J Street, a group largely devoted to criticism of Israeli policies, agrees that “the Global BDS Movement does not support the two-state solution, recognize the right of the Jewish people to a state, or distinguish between opposition to the existence of Israel itself and opposition to the occupation of the territory beyond the Green Line. Further, some of the Movement’s supporters and leaders have trafficked in unacceptable anti-Semitic rhetoric.”
And a vice chair of Americans for Peace Now has written that “BDS’s prime motivation, if their messaging is to be believed, is not to end the occupation at all; rather, it is to end Israel.”
Not that we need to take it from them. Omar Barghouti, whom the New York Times correctly describes as a founder of the BDS movement, has admitted that his goal is to replace Israel with “unitary state, where, by definition, Jews will be a minority.”

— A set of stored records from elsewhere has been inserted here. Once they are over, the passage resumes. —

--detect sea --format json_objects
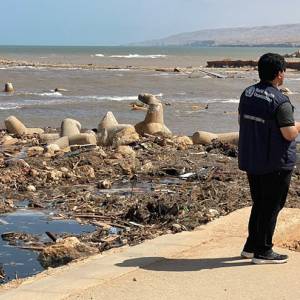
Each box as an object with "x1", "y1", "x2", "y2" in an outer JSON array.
[{"x1": 0, "y1": 46, "x2": 300, "y2": 135}]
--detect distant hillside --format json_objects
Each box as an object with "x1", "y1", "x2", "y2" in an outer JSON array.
[{"x1": 136, "y1": 24, "x2": 300, "y2": 46}]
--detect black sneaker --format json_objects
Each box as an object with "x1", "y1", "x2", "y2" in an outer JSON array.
[{"x1": 252, "y1": 251, "x2": 288, "y2": 265}]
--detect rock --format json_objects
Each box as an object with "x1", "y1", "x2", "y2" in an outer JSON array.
[
  {"x1": 112, "y1": 127, "x2": 140, "y2": 146},
  {"x1": 47, "y1": 144, "x2": 60, "y2": 153},
  {"x1": 26, "y1": 185, "x2": 36, "y2": 192},
  {"x1": 4, "y1": 116, "x2": 26, "y2": 135},
  {"x1": 4, "y1": 116, "x2": 44, "y2": 135},
  {"x1": 172, "y1": 224, "x2": 182, "y2": 233},
  {"x1": 135, "y1": 94, "x2": 171, "y2": 135},
  {"x1": 117, "y1": 146, "x2": 135, "y2": 158},
  {"x1": 77, "y1": 165, "x2": 95, "y2": 178},
  {"x1": 29, "y1": 169, "x2": 39, "y2": 177},
  {"x1": 141, "y1": 161, "x2": 154, "y2": 174},
  {"x1": 4, "y1": 82, "x2": 14, "y2": 93},
  {"x1": 98, "y1": 179, "x2": 112, "y2": 189},
  {"x1": 60, "y1": 167, "x2": 69, "y2": 173},
  {"x1": 192, "y1": 131, "x2": 239, "y2": 145},
  {"x1": 40, "y1": 133, "x2": 60, "y2": 144},
  {"x1": 48, "y1": 136, "x2": 70, "y2": 150},
  {"x1": 38, "y1": 237, "x2": 98, "y2": 268},
  {"x1": 61, "y1": 118, "x2": 81, "y2": 137},
  {"x1": 173, "y1": 136, "x2": 193, "y2": 148},
  {"x1": 205, "y1": 208, "x2": 220, "y2": 221},
  {"x1": 69, "y1": 133, "x2": 97, "y2": 145},
  {"x1": 26, "y1": 128, "x2": 45, "y2": 135},
  {"x1": 27, "y1": 146, "x2": 44, "y2": 156},
  {"x1": 47, "y1": 170, "x2": 63, "y2": 181},
  {"x1": 0, "y1": 135, "x2": 18, "y2": 146}
]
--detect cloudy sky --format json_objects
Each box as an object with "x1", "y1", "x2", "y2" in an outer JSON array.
[{"x1": 0, "y1": 0, "x2": 300, "y2": 45}]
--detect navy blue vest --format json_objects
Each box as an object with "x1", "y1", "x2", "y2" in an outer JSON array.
[{"x1": 238, "y1": 82, "x2": 296, "y2": 174}]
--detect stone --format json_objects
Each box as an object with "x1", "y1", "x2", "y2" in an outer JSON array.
[
  {"x1": 0, "y1": 135, "x2": 18, "y2": 146},
  {"x1": 29, "y1": 169, "x2": 39, "y2": 177},
  {"x1": 27, "y1": 146, "x2": 44, "y2": 156},
  {"x1": 117, "y1": 146, "x2": 135, "y2": 158},
  {"x1": 112, "y1": 127, "x2": 140, "y2": 146},
  {"x1": 47, "y1": 144, "x2": 60, "y2": 153},
  {"x1": 192, "y1": 131, "x2": 239, "y2": 145},
  {"x1": 26, "y1": 128, "x2": 45, "y2": 135},
  {"x1": 98, "y1": 179, "x2": 112, "y2": 189},
  {"x1": 76, "y1": 165, "x2": 96, "y2": 178},
  {"x1": 61, "y1": 118, "x2": 81, "y2": 137},
  {"x1": 4, "y1": 82, "x2": 14, "y2": 93},
  {"x1": 38, "y1": 237, "x2": 98, "y2": 268},
  {"x1": 4, "y1": 116, "x2": 44, "y2": 135},
  {"x1": 26, "y1": 185, "x2": 36, "y2": 192},
  {"x1": 4, "y1": 116, "x2": 26, "y2": 135},
  {"x1": 69, "y1": 133, "x2": 97, "y2": 145},
  {"x1": 40, "y1": 133, "x2": 60, "y2": 144},
  {"x1": 172, "y1": 136, "x2": 193, "y2": 147},
  {"x1": 47, "y1": 170, "x2": 63, "y2": 181},
  {"x1": 141, "y1": 161, "x2": 154, "y2": 174},
  {"x1": 48, "y1": 136, "x2": 70, "y2": 150}
]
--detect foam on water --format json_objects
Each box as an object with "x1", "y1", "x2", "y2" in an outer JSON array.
[
  {"x1": 110, "y1": 54, "x2": 167, "y2": 58},
  {"x1": 0, "y1": 92, "x2": 163, "y2": 110}
]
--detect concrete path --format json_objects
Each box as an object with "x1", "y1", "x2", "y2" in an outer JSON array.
[{"x1": 0, "y1": 208, "x2": 300, "y2": 300}]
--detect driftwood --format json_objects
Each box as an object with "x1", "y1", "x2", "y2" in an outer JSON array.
[{"x1": 189, "y1": 69, "x2": 227, "y2": 79}]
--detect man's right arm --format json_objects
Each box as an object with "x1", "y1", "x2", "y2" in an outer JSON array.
[
  {"x1": 276, "y1": 102, "x2": 300, "y2": 141},
  {"x1": 280, "y1": 122, "x2": 300, "y2": 142}
]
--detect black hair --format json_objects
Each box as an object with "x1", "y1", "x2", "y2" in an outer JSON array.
[{"x1": 258, "y1": 53, "x2": 286, "y2": 81}]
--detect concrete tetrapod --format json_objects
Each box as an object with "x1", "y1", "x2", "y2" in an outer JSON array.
[
  {"x1": 135, "y1": 94, "x2": 172, "y2": 135},
  {"x1": 192, "y1": 131, "x2": 239, "y2": 145},
  {"x1": 98, "y1": 111, "x2": 139, "y2": 146},
  {"x1": 61, "y1": 118, "x2": 81, "y2": 137},
  {"x1": 4, "y1": 116, "x2": 44, "y2": 135}
]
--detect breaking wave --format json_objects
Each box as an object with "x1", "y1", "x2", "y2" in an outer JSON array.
[{"x1": 110, "y1": 54, "x2": 167, "y2": 58}]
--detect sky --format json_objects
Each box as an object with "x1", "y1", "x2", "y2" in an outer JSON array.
[{"x1": 0, "y1": 0, "x2": 300, "y2": 45}]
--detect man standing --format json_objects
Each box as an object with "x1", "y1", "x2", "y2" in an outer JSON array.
[{"x1": 239, "y1": 53, "x2": 300, "y2": 264}]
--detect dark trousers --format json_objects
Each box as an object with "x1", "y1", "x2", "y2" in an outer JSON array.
[{"x1": 244, "y1": 170, "x2": 292, "y2": 254}]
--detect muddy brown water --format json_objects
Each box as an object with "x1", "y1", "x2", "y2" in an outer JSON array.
[{"x1": 0, "y1": 202, "x2": 95, "y2": 283}]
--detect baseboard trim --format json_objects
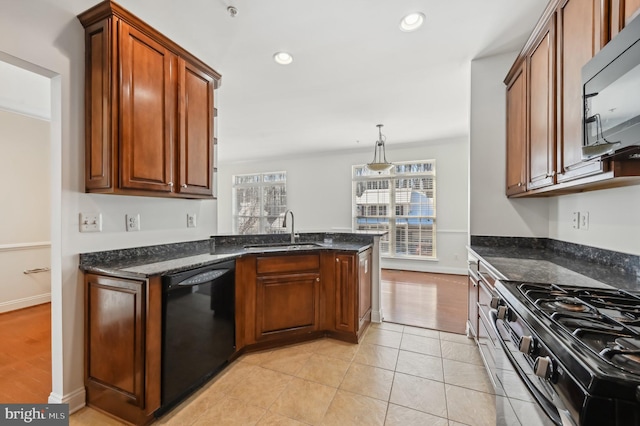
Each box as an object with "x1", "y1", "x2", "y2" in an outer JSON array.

Prior instances of the New York Times downplaying BDS goals — this is far from the first time — have been criticized by all sides: Tablet Magazine’s Yair Rosenberg has slammed the newspaper for having “dramatically misrepresented [BDS’s] stated aims and implicit goals, whitewashing the movement’s radicalism.” And Omar Barghouti has written to the Times to protest its softening of his movement’s aims, saying in a published letter that “the goal of the global Palestinian-led B.D.S. movement (boycott, divestment and sanctions) is not only to end the ‘occupation of the West Bank.'”
Previously, the newspaper has asserted that BDS merely is “critical of Israel’s policies toward the West Bank,” that it simply “advocates Israel’s withdrawal from disputed territories where Palestinians live,” and that it called only for Israel “to end its occupation of the Palestinian territories.”
New York Times readers don’t want to be misinformed. Those concerned with Israel’s security don’t want the country’s enemies to misrepresented. And even BDS leaders don’t want their extreme aims to be whitewashed. So why does the the newspaper repeatedly cast BDS goals as more moderate than they really are?